Road Maker 2

This is quite interesting. The key idea is based on this picture:


Once you get the hang of it you can easily count your way around any path. Paths can be arranged so that the irrational part cancels out by having equal numbers going up/down or equal numbers going left/right.


Dapeng Wang from Claremont School sent in a good solution to this problem. His idea was to analyse different possible combinations of two shapes. We present his basic idea but formulate it slightly differently below.

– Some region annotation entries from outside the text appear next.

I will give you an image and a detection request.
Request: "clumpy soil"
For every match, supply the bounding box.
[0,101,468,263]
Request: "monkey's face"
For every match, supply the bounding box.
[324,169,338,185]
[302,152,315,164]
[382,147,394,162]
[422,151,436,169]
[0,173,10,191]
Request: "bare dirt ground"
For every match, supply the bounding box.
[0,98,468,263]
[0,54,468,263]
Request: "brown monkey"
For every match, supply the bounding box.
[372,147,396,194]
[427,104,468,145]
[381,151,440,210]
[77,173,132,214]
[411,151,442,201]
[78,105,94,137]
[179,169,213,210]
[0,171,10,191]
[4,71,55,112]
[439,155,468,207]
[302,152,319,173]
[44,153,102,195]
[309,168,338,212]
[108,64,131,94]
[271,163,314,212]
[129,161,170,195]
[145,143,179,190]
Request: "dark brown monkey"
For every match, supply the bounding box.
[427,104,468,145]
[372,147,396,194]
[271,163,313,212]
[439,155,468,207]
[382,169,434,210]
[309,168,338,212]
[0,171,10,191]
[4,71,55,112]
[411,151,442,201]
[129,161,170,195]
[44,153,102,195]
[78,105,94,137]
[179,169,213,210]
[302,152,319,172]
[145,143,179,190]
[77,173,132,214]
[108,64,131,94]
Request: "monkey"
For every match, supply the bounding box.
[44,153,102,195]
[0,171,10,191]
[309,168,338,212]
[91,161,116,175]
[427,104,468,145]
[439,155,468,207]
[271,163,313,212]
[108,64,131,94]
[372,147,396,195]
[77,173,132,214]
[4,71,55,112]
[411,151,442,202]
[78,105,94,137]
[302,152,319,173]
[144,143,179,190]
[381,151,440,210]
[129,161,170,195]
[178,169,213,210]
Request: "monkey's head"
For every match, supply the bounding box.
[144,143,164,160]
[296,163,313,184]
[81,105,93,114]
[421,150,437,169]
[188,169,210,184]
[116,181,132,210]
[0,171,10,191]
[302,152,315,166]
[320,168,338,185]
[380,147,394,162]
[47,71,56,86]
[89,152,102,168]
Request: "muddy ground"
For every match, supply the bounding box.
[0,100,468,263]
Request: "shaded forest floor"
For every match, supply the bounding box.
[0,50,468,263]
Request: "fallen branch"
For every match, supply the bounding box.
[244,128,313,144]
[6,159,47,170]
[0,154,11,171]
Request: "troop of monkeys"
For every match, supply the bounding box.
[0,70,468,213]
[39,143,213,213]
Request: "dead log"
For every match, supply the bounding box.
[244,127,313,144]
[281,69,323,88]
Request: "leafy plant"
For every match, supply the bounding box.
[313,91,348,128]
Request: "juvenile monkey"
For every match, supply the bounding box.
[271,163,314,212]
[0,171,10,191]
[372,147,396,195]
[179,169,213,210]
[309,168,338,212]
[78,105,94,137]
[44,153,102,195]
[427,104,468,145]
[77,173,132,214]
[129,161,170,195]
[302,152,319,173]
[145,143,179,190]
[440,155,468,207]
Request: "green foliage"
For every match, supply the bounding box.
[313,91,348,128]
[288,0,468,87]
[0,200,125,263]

Suppose we have constructed a Munchkin road. The first tile is required to have a corner at the point $(0,0)$. It is clear when we think about it that the destination of the road (i.e. the top/bottom vertex of the last triangle) can be reached by tracing a path from $(0,0)$ along edges of the shapes that make up the road. We set up an induction argument. $(0,0)$ is obviously of the form $(\frac{a+b\sqrt{3}}{2},\frac{c+d\sqrt{3}}{2})$. Now suppose we choose a path from $(0,0)$ to the destination of the road. Pick a vertex on this path, which has coordinates $(x,y)$ say. All edges in the road have length $1$.Bearing in mind that the triangles are equilateral, it is clear that the angle to the horizontal of any edge must be a multiple of $30^{\circ}$. Therefore the next vertex in the path must be one of $(x\pm 1,y)$, $(x,y\pm 1)$, $(x\pm\frac{1}{2},y\pm\frac{\sqrt{3}}{2})$ or $(x\pm\frac{\sqrt{3}}{2},y\pm\frac{1}{2})$. By induction, then, any vertex on the path, and in particular the destination of the path, is of the form$(\frac{a+b\sqrt{3}}{2},\frac{c+d\sqrt{3}}{2})$.